Alexandra was peeking around the living room, and from there, wandered into the dining room with the long English table.
“It looks as though he spent a lot of time here,” Alexandra observed, “the place looks well loved.” He smiled at her choice of words, and said he wasn't sure how much time Arthur had spent in Connecticut, and he didn't add that Arthur had told him he wanted to die there.
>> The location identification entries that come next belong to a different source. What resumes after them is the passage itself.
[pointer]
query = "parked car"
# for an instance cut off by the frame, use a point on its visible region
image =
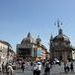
(56, 61)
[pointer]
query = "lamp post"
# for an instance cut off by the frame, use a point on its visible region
(8, 53)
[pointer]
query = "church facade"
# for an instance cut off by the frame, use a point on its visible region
(61, 48)
(31, 48)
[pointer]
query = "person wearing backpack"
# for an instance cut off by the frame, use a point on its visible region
(38, 70)
(47, 68)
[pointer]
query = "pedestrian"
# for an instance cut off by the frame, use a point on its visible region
(71, 67)
(3, 67)
(34, 69)
(10, 69)
(47, 68)
(38, 70)
(23, 66)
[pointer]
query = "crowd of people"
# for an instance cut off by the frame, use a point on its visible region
(35, 66)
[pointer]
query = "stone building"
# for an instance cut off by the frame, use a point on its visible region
(31, 48)
(5, 52)
(60, 47)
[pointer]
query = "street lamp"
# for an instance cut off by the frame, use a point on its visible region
(8, 53)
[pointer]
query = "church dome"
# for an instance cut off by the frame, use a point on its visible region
(38, 40)
(61, 37)
(28, 39)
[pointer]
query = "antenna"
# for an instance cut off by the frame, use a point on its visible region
(58, 23)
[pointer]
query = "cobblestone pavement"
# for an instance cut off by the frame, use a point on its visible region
(56, 70)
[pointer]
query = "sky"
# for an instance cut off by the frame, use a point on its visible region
(18, 17)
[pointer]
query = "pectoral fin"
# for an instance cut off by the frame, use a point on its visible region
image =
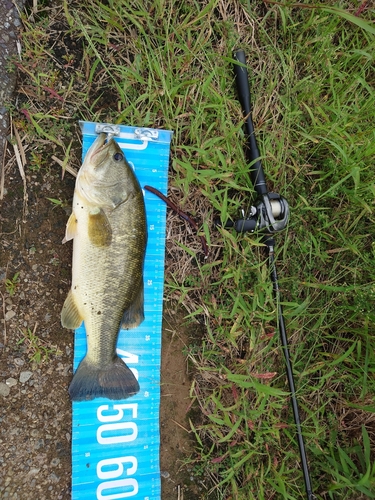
(71, 228)
(100, 231)
(70, 317)
(134, 315)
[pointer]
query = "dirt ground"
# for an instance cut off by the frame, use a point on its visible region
(35, 412)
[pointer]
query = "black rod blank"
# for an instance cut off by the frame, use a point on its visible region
(258, 179)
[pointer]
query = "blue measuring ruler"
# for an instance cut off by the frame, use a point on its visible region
(115, 444)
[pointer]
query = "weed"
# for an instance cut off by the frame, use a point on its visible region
(38, 350)
(11, 284)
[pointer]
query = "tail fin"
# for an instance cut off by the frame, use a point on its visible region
(115, 381)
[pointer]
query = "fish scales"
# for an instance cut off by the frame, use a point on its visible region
(108, 225)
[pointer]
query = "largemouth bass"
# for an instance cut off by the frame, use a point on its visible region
(108, 226)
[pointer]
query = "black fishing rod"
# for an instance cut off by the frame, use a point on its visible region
(269, 215)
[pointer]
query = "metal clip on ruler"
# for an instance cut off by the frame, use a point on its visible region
(115, 444)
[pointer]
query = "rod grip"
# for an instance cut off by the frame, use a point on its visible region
(242, 81)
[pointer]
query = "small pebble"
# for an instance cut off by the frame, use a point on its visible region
(11, 382)
(24, 376)
(4, 389)
(9, 315)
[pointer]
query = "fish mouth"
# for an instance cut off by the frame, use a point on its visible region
(102, 145)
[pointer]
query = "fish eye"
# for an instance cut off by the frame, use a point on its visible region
(118, 156)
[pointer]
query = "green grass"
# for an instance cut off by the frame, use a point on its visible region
(169, 64)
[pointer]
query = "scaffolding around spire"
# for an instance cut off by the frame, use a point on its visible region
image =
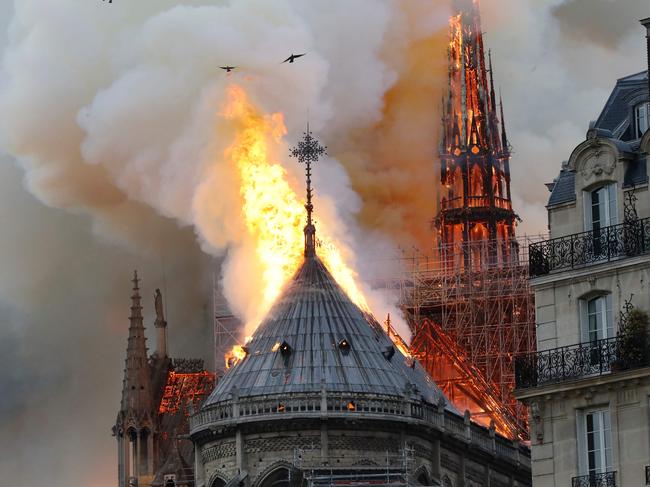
(309, 151)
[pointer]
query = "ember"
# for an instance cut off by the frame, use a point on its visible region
(184, 392)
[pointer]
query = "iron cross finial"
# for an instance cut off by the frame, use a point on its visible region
(308, 151)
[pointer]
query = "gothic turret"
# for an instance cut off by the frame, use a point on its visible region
(136, 390)
(135, 426)
(476, 223)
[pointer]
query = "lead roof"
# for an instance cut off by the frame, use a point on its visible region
(615, 123)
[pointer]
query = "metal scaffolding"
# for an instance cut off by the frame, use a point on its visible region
(227, 327)
(469, 326)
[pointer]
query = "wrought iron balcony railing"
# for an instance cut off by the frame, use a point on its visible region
(605, 479)
(580, 249)
(583, 360)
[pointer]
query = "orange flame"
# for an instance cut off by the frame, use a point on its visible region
(273, 214)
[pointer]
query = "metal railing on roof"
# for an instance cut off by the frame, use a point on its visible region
(605, 479)
(581, 249)
(582, 360)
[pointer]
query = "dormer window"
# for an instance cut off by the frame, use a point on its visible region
(600, 208)
(642, 118)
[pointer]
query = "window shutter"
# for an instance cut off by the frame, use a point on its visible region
(609, 317)
(586, 209)
(584, 321)
(581, 437)
(612, 205)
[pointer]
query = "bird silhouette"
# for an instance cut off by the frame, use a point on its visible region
(293, 57)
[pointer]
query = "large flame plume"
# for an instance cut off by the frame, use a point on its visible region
(273, 213)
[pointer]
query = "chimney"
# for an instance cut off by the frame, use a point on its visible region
(646, 24)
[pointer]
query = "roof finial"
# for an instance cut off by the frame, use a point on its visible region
(504, 136)
(493, 102)
(309, 151)
(136, 281)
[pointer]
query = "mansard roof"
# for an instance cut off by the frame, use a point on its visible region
(315, 338)
(615, 126)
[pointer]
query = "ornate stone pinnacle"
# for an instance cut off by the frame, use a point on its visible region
(307, 152)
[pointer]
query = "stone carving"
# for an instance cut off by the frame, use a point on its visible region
(537, 412)
(598, 164)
“Would you like to go upstairs?”
“Thank you.” She smiled up at him, wondering how old he was. He seemed so boyish in some ways, and yet so mature. He was serious and yet fun … a world away from Henri, and yet he looked childish to her compared to her husband. She was so accustomed to Henri's forceful ways, his habits of command, his way of striding into a room and taking charge, with his stern face and his powerful shoulders, and it was odd how suddenly she missed it. He made other men seem weak, and too young, and as though somehow, no matter how nice they were, they lacked something. And she couldn't help wondering if things would ever be the same again, if he'd even take her back when she returned to France … maybe she'd be forced to live with her mother again, or find her own house. For the time being, everything was uncertain.
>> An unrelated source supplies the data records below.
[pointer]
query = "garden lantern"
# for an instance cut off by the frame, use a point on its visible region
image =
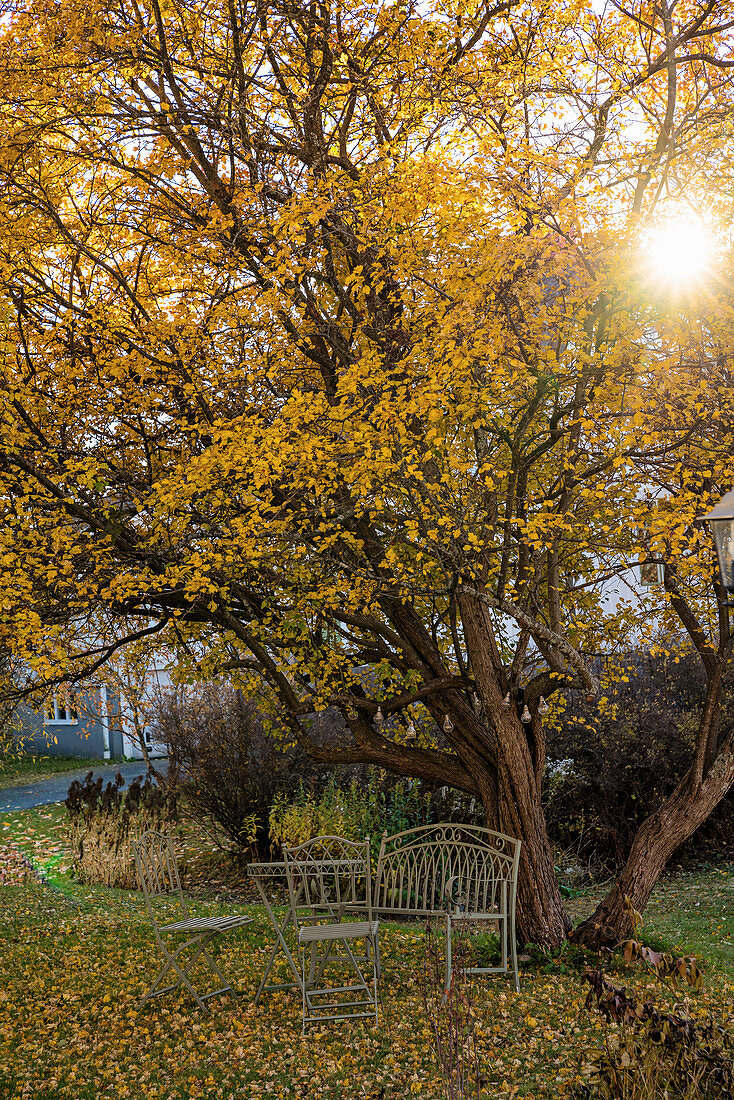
(721, 519)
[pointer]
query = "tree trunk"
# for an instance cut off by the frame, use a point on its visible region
(658, 837)
(512, 794)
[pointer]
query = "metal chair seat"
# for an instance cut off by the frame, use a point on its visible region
(352, 930)
(157, 872)
(329, 879)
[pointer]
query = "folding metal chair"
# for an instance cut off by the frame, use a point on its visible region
(157, 872)
(329, 884)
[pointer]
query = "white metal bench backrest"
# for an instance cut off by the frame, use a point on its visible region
(428, 869)
(157, 870)
(329, 876)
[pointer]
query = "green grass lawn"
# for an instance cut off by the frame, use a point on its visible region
(24, 769)
(75, 959)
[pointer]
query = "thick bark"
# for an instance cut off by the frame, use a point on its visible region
(512, 801)
(660, 834)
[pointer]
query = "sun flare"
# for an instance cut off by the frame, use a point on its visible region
(679, 253)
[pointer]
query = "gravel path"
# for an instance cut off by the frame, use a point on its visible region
(40, 792)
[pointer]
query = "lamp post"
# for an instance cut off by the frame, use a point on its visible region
(721, 519)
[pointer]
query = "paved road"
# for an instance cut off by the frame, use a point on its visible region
(53, 789)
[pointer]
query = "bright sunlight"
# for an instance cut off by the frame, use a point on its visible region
(679, 253)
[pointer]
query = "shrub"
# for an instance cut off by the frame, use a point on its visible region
(227, 767)
(367, 807)
(450, 1015)
(656, 1054)
(105, 822)
(611, 767)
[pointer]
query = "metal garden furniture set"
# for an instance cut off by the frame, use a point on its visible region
(457, 872)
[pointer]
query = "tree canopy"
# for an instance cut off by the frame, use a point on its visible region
(330, 343)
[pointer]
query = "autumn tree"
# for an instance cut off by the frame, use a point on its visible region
(331, 358)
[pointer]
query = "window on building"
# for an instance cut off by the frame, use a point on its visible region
(62, 707)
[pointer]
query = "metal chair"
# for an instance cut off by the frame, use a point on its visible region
(329, 884)
(157, 872)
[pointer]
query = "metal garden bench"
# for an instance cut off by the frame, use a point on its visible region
(462, 872)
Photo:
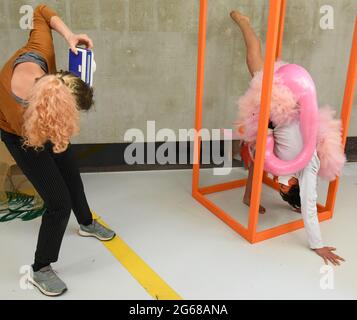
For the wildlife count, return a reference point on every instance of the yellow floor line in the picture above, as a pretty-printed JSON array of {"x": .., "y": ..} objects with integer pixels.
[{"x": 137, "y": 267}]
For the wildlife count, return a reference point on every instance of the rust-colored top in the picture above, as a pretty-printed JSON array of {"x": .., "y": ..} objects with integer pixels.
[{"x": 41, "y": 42}]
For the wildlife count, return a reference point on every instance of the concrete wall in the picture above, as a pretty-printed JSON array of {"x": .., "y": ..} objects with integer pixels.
[{"x": 146, "y": 57}]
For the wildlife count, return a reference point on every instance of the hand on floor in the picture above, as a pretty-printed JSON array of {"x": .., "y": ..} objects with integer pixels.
[{"x": 327, "y": 254}]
John showed her to a sunny room at the corner of the house; it was still hot from the afternoon sun, and the bedspread was sparkling white with lace trim, with a cozy rocking chair next to it, and the same Victorian furniture that seemed to fill the house. There was a love seat and a porcelain washstand, and someone had put flowers in the room, and for some reason the room made her feel young again, as though she were a young girl coming home. And there were tears in her eyes when she turned to John and thanked him.
“It's so odd being here,” she tried to explain but she couldn't find the words, “it's like being very young and very old … visiting the past … it's all very confusing.”
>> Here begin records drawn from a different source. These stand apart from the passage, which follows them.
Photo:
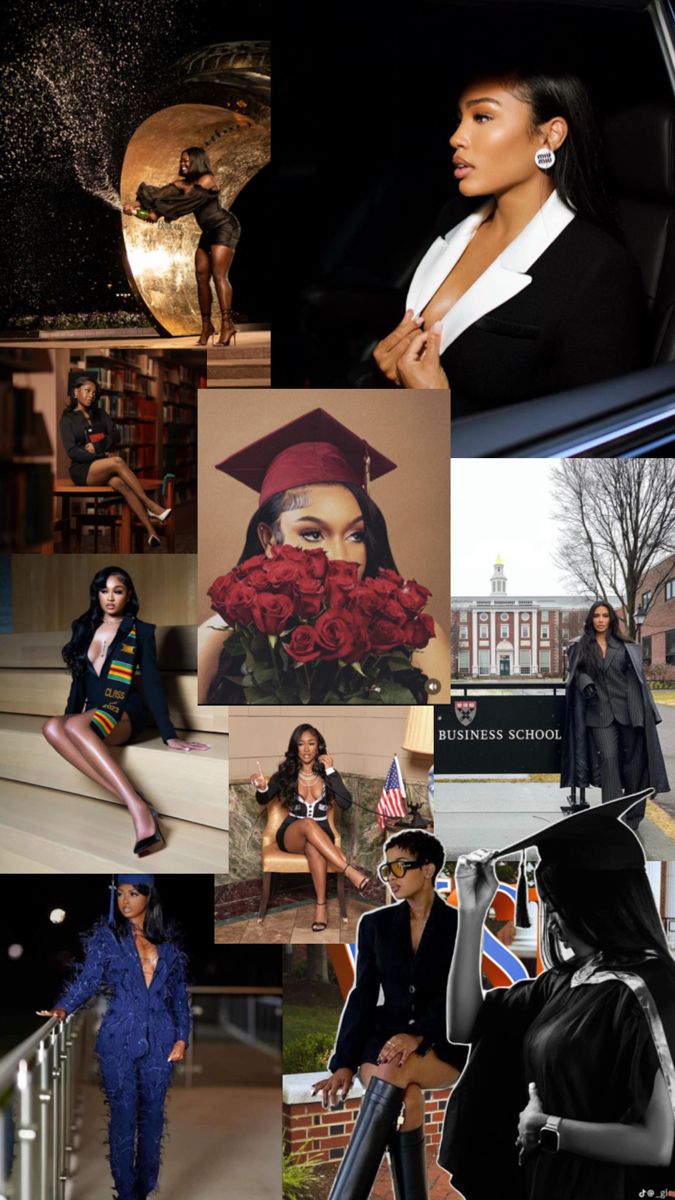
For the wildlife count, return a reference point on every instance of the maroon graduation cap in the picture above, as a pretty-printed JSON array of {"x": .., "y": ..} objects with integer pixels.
[{"x": 312, "y": 449}]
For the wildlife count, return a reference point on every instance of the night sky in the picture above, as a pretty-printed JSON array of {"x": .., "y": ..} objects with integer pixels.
[
  {"x": 35, "y": 979},
  {"x": 76, "y": 81}
]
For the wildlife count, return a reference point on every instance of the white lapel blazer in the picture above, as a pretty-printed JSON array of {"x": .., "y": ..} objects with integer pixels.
[{"x": 502, "y": 280}]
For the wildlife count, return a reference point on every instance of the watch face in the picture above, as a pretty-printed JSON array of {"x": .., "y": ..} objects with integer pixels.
[{"x": 549, "y": 1140}]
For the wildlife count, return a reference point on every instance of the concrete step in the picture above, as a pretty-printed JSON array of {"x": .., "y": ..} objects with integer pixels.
[
  {"x": 187, "y": 786},
  {"x": 43, "y": 693},
  {"x": 42, "y": 829},
  {"x": 177, "y": 648}
]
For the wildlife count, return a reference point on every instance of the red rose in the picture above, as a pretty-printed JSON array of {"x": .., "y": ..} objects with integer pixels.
[
  {"x": 270, "y": 612},
  {"x": 419, "y": 631},
  {"x": 302, "y": 645},
  {"x": 384, "y": 635},
  {"x": 334, "y": 635},
  {"x": 280, "y": 573},
  {"x": 413, "y": 595}
]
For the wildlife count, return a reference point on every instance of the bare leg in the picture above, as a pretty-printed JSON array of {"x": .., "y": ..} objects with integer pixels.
[
  {"x": 318, "y": 871},
  {"x": 102, "y": 471},
  {"x": 97, "y": 757},
  {"x": 306, "y": 831}
]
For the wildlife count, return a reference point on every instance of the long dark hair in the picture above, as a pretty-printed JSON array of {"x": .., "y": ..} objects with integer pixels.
[
  {"x": 154, "y": 927},
  {"x": 199, "y": 163},
  {"x": 77, "y": 383},
  {"x": 84, "y": 627},
  {"x": 589, "y": 652},
  {"x": 613, "y": 911},
  {"x": 290, "y": 767},
  {"x": 378, "y": 551},
  {"x": 579, "y": 173}
]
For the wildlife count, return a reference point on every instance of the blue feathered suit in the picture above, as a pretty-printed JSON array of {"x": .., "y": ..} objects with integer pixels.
[{"x": 137, "y": 1033}]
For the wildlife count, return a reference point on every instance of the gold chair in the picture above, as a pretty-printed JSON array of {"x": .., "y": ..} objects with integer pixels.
[{"x": 279, "y": 861}]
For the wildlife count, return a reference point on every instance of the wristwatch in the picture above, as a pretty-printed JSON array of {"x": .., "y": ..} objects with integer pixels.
[{"x": 549, "y": 1135}]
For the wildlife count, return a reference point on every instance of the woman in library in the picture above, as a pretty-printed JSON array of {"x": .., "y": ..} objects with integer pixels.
[
  {"x": 309, "y": 785},
  {"x": 569, "y": 1087},
  {"x": 312, "y": 478},
  {"x": 89, "y": 437},
  {"x": 610, "y": 717},
  {"x": 108, "y": 646},
  {"x": 393, "y": 1026},
  {"x": 196, "y": 191},
  {"x": 135, "y": 958},
  {"x": 535, "y": 292}
]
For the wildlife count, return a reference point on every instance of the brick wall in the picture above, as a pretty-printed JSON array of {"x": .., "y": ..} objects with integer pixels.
[{"x": 312, "y": 1132}]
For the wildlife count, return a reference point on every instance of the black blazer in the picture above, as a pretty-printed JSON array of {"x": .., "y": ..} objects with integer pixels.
[
  {"x": 73, "y": 427},
  {"x": 413, "y": 984},
  {"x": 147, "y": 665},
  {"x": 335, "y": 790},
  {"x": 583, "y": 318}
]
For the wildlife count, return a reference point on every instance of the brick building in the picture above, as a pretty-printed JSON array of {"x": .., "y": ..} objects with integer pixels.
[
  {"x": 657, "y": 595},
  {"x": 501, "y": 635}
]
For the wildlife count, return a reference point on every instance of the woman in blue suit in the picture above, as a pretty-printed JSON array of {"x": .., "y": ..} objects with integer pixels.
[
  {"x": 109, "y": 645},
  {"x": 139, "y": 965}
]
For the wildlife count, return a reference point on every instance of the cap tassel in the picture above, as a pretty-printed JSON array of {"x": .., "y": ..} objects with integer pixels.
[
  {"x": 521, "y": 907},
  {"x": 366, "y": 468}
]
“I understand.” He left her to freshen up, and she came downstairs in a little while in a beige linen suit, her makeup fresh, her beige shoes with the familiar black toe of Chanel, and her red hair bringing it all to life. She looked elegant and in control, and she turned as she heard a stir of voices on the stairs behind her. It was Arthur coming downstairs with the assistance of the two nurses. He was bent over and frail, and he groaned with every step, but suddenly as he saw her, he stopped, and gave a startled sound, and then tears began to roll down his cheeks, as Alexandra walked halfway up the stairs to meet him.